視界に頼る素振りを見せていたのは罠だったのか……?
命令と同時に、地中から大口を開けて出てきたはずのホワイトワームは、顔面が血と岩に塗れ、息も絶え絶えにすぐ横たわる。
こんな姿、一度も見たことがない。
何が起きてこんな状態になったのか。
「遠くからチンタラと掘り進めていたのは知ってるんですよ。だから僕が言っているのはこれじゃなく、もっと別の魔物です。

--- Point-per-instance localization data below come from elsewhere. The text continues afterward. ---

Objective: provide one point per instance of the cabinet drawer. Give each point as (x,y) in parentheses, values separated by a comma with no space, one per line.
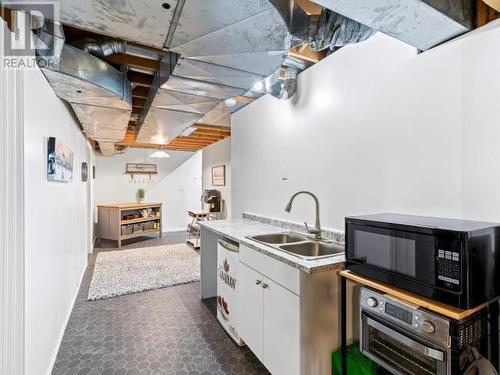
(281,273)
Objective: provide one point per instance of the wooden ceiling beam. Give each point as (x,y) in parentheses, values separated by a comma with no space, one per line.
(137,110)
(189,143)
(153,146)
(136,61)
(304,52)
(140,92)
(140,79)
(138,102)
(207,137)
(244,99)
(212,132)
(312,9)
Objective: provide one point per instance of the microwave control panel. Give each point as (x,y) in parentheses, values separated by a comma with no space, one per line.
(449,269)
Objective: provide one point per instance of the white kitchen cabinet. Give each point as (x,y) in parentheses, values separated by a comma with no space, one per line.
(291,324)
(281,329)
(270,322)
(250,323)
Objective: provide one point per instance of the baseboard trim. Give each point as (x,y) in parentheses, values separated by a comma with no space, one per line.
(65,325)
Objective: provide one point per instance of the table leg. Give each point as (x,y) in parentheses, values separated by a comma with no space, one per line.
(343,323)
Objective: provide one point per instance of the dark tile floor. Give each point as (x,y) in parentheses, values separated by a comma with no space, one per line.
(165,331)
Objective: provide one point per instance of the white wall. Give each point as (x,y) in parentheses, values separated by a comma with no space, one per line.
(11,218)
(57,226)
(177,186)
(214,155)
(375,127)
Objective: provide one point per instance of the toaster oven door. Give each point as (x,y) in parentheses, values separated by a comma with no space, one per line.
(398,352)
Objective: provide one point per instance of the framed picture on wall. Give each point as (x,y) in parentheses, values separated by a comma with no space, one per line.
(219,175)
(59,161)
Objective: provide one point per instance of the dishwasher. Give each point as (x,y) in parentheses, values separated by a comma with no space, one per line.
(227,287)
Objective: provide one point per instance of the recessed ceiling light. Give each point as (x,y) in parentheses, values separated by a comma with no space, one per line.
(160,154)
(258,86)
(159,139)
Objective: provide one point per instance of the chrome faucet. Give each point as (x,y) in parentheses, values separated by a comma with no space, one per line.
(316,231)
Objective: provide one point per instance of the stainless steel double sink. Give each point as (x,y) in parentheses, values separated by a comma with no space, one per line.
(299,245)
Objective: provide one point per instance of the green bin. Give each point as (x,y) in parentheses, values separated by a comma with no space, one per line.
(357,363)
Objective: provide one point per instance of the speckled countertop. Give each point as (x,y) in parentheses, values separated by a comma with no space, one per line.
(239,229)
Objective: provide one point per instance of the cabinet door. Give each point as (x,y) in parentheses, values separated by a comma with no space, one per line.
(281,330)
(250,324)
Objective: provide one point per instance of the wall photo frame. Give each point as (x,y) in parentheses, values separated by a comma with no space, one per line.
(59,161)
(219,175)
(85,171)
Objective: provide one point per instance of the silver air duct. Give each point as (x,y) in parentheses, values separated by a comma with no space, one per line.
(101,48)
(334,30)
(420,23)
(282,84)
(99,94)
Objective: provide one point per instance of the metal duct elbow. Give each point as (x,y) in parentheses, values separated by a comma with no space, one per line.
(282,84)
(101,48)
(334,30)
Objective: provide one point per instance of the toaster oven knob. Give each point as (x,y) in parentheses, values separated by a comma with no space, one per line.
(372,302)
(428,327)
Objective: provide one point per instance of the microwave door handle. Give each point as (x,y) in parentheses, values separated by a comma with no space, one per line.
(422,349)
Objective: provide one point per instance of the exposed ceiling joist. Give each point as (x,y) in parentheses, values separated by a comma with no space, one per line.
(309,7)
(304,52)
(140,79)
(212,127)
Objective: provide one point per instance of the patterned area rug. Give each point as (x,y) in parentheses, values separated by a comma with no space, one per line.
(129,271)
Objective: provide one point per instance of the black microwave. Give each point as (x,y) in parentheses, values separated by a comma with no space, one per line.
(456,262)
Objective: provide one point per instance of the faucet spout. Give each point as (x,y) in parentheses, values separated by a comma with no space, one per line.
(317,226)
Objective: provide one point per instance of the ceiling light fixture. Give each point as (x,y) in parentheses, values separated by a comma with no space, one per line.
(188,131)
(258,86)
(160,154)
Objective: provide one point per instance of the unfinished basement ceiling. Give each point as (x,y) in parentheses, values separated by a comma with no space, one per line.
(226,47)
(145,22)
(204,53)
(420,23)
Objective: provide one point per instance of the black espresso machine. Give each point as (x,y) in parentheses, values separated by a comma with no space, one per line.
(456,262)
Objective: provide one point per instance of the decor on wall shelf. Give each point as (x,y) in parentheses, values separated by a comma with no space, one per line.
(141,168)
(141,193)
(219,175)
(159,154)
(85,172)
(59,161)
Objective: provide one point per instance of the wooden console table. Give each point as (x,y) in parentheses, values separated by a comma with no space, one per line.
(123,221)
(429,304)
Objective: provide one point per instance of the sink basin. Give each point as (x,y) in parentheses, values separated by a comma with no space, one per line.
(313,250)
(279,238)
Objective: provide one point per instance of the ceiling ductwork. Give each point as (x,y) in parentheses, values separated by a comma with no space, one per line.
(225,47)
(99,94)
(333,31)
(420,23)
(101,48)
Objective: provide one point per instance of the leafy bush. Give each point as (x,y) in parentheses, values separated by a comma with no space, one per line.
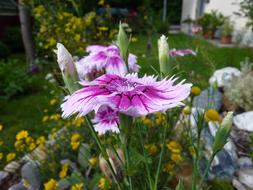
(14,78)
(211,21)
(13,38)
(241,90)
(4,50)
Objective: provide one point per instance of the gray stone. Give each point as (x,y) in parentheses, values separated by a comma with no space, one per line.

もっともっと、他にもいるんでしょう?」
「こ、こんな硬い土を簡単に掘れるわけ……って、サンドラーに何しやがった!?」
「このデカい芋虫ですか? 僕のところに向かってくるのが分かったから、足元に硬い石の棘を少し用意しただけですよ」
「……」
どうやって?
刹那に出てきた疑問を掻き消し、それどころではないと、すぐに命令を下す。
「ね、寝るなサンドラーッ!! 意地でもそいつに食らいつくんだ! 蟻んこ共は酸だッ! とにかく酸を吐けぇ!!」
これが正真正銘、俺にとって最後の隠し玉なのだ。
この戦力でどうにかしなければ、俺はこの場から逃げるしかなくなる。
だが、捕まえさえすれば……いや、最悪自滅覚悟でも、酸塗れにさせちまえば、俺の勝ちは揺るがない。
揺るがない、はず、なのだ……
「なんでだよ……」
目の前のガキが、小声で何かを呟いていたのは分かった。
でも分かったのはそれだけ。
なぜか右手が黒い靄で覆われ、すぐにガキを中心とした巨大な竜巻が発生した。
その瞬間、俺のペット達が、細切れにされていく。
でも、中心にいたガキだって、大量の酸を浴びているはずなんだ……
その証拠に服は溶けていってるのに、宙を舞う仲間達の隙間から覗くガキの身体はまったくダメージを負っていない。
もう、ダメだな……
そう判断したと同時に、ベイブリザード達に他の人間を喰らえと指示を出し、魔鳥であるロトンとエトンに緊急離脱の合図を送った。
これで多少の時間稼ぎはできるだろう。
世の中には理解の範疇を超えた存在がチラホラといて。
きっとコレはその類で、そもそも人なのかどうかすら疑わしい。
苦労して使役したドリームシアターも、ランカー傭兵としての地位も。
全てを捨ててでも、今は生き延びる。
まだロトンとエトンだけはいるのだ。
新たな地で、また少しずつ積み重ねて――
片手ずつそれぞれの足に掴まり、宙吊りのような状態で空を昇っていた時。
バンッ!
雷鳴のような音に反応して後方へ振り返れば、なぜか地面には歪な黒い靄ができていた。
【闇魔法】による追撃か……?
身体中に力が入るも、よくよく目を凝らせば、それは先ほどまで見ていた恐怖の対象で。
背から生えた何かは、黒く蠢いているように見える。
「ッ……ロ、ロトン、エトンッ!! は、はは、早くだ! 早くここから離脱しろーーーッッ!」
あれはどう見ても、人じゃない。
掴まれば、俺はきっと喰われる。
早く、速く早く速く……ッ!
そんな願いも、空しく。
魔鳥を遥かに超える速度で迫りくる何かは、変わらず三日月のような笑みを浮かべていて。
「あぁぁ……」
「捕まえた♪」
俺の頭部を掴み、化け物は嬉し気な声で、そう呟いた。